# Number of members



## marc777 (Mar 18, 2006)

We're defo going to join theTTOC. 

Notice on the webpage that there 39 members yet many seem to support a sig with a membership reference much higher. 

How many members are there? :?

Aplogies if I'm being thick. 

2 bottles of red wine on a Friday night doesn't help. :roll: :roll:

And its only 9.30pm. :roll:

Ah well - here's for the hatrick. :wink:

Marc


----------



## Leg (Jan 11, 2006)

About 400 active I believe altho someone better informed will be along to confirm no doubt.

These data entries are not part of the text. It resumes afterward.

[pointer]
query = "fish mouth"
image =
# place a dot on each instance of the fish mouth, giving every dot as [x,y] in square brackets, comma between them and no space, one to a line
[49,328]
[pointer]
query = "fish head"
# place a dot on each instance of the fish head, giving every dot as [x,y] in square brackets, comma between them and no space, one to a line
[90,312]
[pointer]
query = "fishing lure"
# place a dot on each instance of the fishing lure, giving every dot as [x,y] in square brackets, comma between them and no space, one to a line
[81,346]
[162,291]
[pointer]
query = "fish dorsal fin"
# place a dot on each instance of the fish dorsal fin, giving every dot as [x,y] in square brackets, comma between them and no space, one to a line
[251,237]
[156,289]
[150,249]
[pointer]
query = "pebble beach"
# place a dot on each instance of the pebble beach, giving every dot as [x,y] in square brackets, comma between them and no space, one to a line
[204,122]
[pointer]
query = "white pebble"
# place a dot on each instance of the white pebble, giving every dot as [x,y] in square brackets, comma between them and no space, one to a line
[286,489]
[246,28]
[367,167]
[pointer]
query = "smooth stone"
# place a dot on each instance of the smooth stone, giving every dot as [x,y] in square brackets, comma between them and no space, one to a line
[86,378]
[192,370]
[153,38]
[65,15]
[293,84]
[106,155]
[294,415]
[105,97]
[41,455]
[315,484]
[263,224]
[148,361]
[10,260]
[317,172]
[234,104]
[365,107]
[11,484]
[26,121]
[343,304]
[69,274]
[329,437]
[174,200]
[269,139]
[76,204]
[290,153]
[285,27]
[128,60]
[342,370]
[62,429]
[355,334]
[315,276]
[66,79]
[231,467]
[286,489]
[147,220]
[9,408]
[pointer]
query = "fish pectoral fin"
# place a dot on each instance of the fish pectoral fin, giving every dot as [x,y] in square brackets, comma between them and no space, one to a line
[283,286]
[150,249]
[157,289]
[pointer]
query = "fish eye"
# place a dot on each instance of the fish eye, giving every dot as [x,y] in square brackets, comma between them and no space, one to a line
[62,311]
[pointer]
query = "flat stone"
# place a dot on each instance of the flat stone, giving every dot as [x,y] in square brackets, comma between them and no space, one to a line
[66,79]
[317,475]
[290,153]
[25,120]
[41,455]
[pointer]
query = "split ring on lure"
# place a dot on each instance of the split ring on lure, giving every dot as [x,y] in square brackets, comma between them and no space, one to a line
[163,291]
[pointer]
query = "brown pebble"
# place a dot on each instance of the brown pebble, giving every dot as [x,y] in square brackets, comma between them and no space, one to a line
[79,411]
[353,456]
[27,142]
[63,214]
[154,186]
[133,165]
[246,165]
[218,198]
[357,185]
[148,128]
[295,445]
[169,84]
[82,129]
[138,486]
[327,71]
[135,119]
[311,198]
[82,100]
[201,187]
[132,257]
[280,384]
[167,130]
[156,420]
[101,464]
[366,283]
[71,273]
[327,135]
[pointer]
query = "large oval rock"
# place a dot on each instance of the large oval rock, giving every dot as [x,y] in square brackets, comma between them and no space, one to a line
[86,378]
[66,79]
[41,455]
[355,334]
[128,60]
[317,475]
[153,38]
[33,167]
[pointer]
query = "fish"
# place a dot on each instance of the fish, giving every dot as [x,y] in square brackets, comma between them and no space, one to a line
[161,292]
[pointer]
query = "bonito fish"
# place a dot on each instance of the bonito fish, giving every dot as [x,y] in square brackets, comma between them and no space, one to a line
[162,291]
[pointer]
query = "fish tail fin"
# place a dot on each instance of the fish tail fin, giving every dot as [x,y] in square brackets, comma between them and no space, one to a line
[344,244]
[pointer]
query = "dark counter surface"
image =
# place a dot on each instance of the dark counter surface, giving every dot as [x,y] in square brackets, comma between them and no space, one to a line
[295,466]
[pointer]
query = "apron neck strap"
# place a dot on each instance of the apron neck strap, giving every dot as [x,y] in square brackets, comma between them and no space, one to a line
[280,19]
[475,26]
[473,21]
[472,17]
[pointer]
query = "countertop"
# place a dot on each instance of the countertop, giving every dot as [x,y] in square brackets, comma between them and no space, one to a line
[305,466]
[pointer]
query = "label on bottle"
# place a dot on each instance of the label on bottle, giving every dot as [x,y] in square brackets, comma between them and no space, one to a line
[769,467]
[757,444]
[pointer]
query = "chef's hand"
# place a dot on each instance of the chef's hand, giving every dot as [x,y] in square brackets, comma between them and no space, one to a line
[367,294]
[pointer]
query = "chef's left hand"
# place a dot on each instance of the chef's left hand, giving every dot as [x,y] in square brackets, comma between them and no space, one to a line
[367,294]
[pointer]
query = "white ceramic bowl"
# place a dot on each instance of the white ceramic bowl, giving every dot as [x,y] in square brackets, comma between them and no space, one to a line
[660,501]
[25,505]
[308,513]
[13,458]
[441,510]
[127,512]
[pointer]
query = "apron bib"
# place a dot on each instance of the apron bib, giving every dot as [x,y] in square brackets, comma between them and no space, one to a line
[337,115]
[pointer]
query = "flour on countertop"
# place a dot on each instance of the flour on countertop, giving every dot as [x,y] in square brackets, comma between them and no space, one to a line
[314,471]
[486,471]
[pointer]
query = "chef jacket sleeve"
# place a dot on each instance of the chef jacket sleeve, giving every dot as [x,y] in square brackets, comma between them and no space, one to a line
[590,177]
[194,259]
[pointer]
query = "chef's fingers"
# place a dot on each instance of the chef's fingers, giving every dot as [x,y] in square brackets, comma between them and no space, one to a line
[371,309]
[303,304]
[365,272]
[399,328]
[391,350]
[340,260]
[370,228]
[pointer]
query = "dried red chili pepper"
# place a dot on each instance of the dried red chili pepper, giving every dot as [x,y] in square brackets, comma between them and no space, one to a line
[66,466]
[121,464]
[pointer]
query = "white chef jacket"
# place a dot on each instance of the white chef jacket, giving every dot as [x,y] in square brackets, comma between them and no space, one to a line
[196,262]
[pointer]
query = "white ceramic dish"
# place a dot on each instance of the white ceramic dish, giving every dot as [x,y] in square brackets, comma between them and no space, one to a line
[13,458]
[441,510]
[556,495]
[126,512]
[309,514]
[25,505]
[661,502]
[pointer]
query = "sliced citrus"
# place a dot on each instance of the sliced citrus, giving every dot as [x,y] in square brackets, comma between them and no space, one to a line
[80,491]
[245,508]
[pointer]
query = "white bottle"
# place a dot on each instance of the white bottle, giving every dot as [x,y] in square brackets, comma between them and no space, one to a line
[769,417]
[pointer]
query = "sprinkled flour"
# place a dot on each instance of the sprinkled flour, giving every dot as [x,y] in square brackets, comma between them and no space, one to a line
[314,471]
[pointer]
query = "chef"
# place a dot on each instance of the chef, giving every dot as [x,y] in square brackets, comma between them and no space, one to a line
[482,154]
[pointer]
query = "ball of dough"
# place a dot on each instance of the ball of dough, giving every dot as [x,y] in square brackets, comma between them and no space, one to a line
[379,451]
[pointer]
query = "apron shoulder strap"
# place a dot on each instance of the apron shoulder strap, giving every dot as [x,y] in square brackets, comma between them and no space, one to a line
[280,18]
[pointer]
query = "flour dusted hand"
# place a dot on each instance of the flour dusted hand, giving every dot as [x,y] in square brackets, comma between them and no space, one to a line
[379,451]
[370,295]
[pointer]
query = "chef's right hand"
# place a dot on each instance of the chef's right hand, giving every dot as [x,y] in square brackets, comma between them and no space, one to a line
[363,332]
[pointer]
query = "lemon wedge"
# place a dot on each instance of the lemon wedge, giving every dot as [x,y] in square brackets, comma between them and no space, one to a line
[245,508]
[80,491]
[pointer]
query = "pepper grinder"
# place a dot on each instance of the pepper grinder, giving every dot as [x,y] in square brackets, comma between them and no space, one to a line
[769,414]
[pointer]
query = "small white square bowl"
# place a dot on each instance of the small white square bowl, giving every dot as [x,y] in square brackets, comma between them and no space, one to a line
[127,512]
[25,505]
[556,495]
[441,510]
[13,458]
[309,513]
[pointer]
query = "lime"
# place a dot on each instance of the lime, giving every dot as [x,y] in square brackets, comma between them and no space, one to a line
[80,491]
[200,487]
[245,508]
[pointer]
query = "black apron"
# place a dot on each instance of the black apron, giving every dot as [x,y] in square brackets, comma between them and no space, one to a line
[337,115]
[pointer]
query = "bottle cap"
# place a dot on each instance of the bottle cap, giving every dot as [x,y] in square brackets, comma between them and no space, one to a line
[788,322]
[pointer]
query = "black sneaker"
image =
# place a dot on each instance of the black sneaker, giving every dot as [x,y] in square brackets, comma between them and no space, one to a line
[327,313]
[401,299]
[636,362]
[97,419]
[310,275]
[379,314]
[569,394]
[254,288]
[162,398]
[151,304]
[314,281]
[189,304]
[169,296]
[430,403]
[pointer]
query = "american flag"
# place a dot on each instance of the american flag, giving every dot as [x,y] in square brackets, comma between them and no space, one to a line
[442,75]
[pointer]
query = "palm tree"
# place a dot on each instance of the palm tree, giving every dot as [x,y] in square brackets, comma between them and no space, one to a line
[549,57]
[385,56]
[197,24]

39 is the number of people signed up to the new website which was only launched a day or so ago m8. A misundestanding that didnt occur to us and I appreciate you pointing out, albeit by accident.


----------



## marc777 (Mar 18, 2006)

Thanks for that Leg. 

MARC


----------



## nutts (May 8, 2002)

Hi Marc

I'm in Oxfordshire also! Where abouts are you?

Fi, the nearest Rep meets are probably South (NaughTTy) and West Midlands (Yogibear).

We've recently sold our 925th membership, but magazine distribution time is always a hive of memberhip expiry's  Members realising that they have expired and won't get the latest mag, so they renew  We've sent about 180 renewal reminders over the last week or so, so we'll be busy over the next couple of weeks, but not too busy to send you a membership pack  I'll look out for your membership :wink:


----------



## NaughTTy (Jul 9, 2003)

nutts said:


> Hi Marc
> 
> I'm in Oxfordshire also! Where abouts are you?
> 
> Fi, the nearest Rep meets are probably South (NaughTTy)


....and you still haven't made it to one of my meets Mark :roll: :wink:

one day......


----------